= Jenée LaMarque =

American writer and director (born 1980)

Jenée LaMarque (born February 2, 1980, in West Covina, California) is an American writer and director, known for The Pretty One (2013), Spoonful (2012) and The Feels (2018).

==Career==
LaMarque acted in local theatre while growing up in Claremont, California. She got a degree in English with a creative writing emphasis in poetry from Stanford University. Screenwriting proved to be the combination of these two interests. She took UCLA extension classes in Screenwriting, before getting her MFA in Screenwriting from the AFI Conservatory. At AFI she wrote The Pretty One. LaMarque wrote and directed the short Spoonful, which premiered at the Sundance Film Festival in 2012. The Pretty One script was on The Black List in 2011, which helped LaMarque enlist top talent like Zoe Kazan playing both twins, and Jake Johnson, who plays her love interest. LaMarque was a finalist for the Tribeca Film Festival's award "The Nora" in 2013. The Pretty One was nominated for the 2014 Best Movie By a Woman by the Women Film Critics Circle. The Pretty One won Best Narrative Feature and Jenée won Best Director at the 2013 Savannah Film Festival.

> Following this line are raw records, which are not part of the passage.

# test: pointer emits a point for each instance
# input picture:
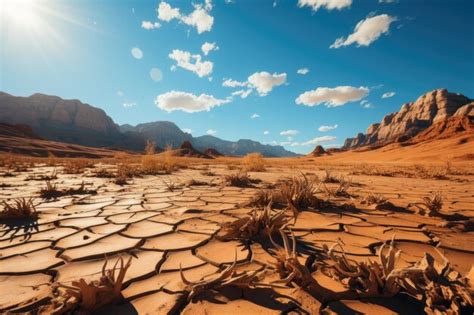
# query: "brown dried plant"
(239, 179)
(300, 193)
(227, 277)
(262, 222)
(254, 162)
(84, 298)
(433, 204)
(20, 208)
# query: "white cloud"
(332, 97)
(150, 25)
(315, 5)
(137, 53)
(193, 63)
(156, 74)
(366, 31)
(388, 94)
(289, 133)
(264, 81)
(326, 128)
(129, 104)
(242, 93)
(234, 83)
(199, 18)
(302, 71)
(187, 102)
(208, 47)
(319, 140)
(167, 13)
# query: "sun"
(22, 14)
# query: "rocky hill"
(69, 121)
(432, 111)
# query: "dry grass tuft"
(260, 223)
(253, 162)
(228, 277)
(433, 204)
(85, 298)
(300, 193)
(20, 208)
(240, 179)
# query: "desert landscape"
(274, 198)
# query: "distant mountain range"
(435, 115)
(71, 121)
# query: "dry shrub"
(240, 179)
(253, 162)
(85, 298)
(228, 277)
(300, 193)
(76, 166)
(262, 222)
(20, 208)
(432, 204)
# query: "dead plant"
(20, 208)
(261, 222)
(85, 298)
(432, 204)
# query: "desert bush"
(240, 179)
(432, 204)
(20, 208)
(85, 298)
(253, 162)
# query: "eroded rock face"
(432, 108)
(69, 121)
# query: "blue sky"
(83, 50)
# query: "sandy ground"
(164, 230)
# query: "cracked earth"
(165, 230)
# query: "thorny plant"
(20, 208)
(84, 298)
(432, 204)
(239, 179)
(227, 277)
(261, 222)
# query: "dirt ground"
(169, 222)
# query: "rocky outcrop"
(430, 109)
(69, 121)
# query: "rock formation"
(413, 118)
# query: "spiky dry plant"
(227, 277)
(84, 298)
(239, 179)
(372, 278)
(20, 208)
(433, 204)
(261, 222)
(300, 193)
(253, 162)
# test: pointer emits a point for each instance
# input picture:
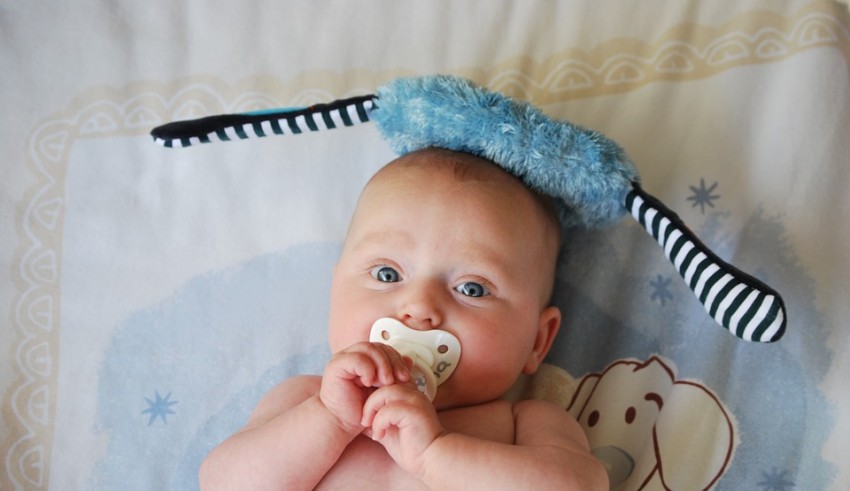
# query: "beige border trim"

Jenée's second feature The Feels starring Constance Wu, Angela Trimbur and Ever Mainard premiered in competition at The 2017 Seattle Film Festival. The Feels’ Ever Mainard won Best Actress at the 2017 Outfest and won Best Narrative Feature at the 2017 NewFest.

==Filmography==

===Film===

| Year | Title | Role | Notes |
| 2012 | Spoonful | Director, writer | Short film |
| 2013 | The Pretty One |  |
| 2018 | The Feels | Co-wrote with Lauren Parks Played Nikki |

===Television===

| Year | Title | Role | Notes |
| 2019–20 | Vida | Director | 7 episodes |
| Room 104 | Director, writer | Wrote and directed "Rogue", "Bangs", and "The Night Babby Died" |
| 2019 | Sorry for Your Loss | Director | "Thirty Years" |
| 2020 | Party of Five | "Authentic Mexican" |
| 2021 | Run the World | "Plus Ones", "What You Wish For", and "Almost, Lady, Almost!" |
| 2022 | As We See It | "Please Don't Leave" |
| 2022–23 | Julia | 4 episodes |
| 2022 | P-Valley | "Snow" |
| Dead to Me | "Look at What We Have Here" and "Where Do We Go Now?" |
| 2023 | The Big Door Prize | "Giorgio" and "Izzy" |
| 2024 | Based on a True Story | "Double Fault" and "Based on a Drew Story" |

==Personal life==
LaMarque has been married to Julian Wass since November 4, 2006. They have two children. She is Mexican American.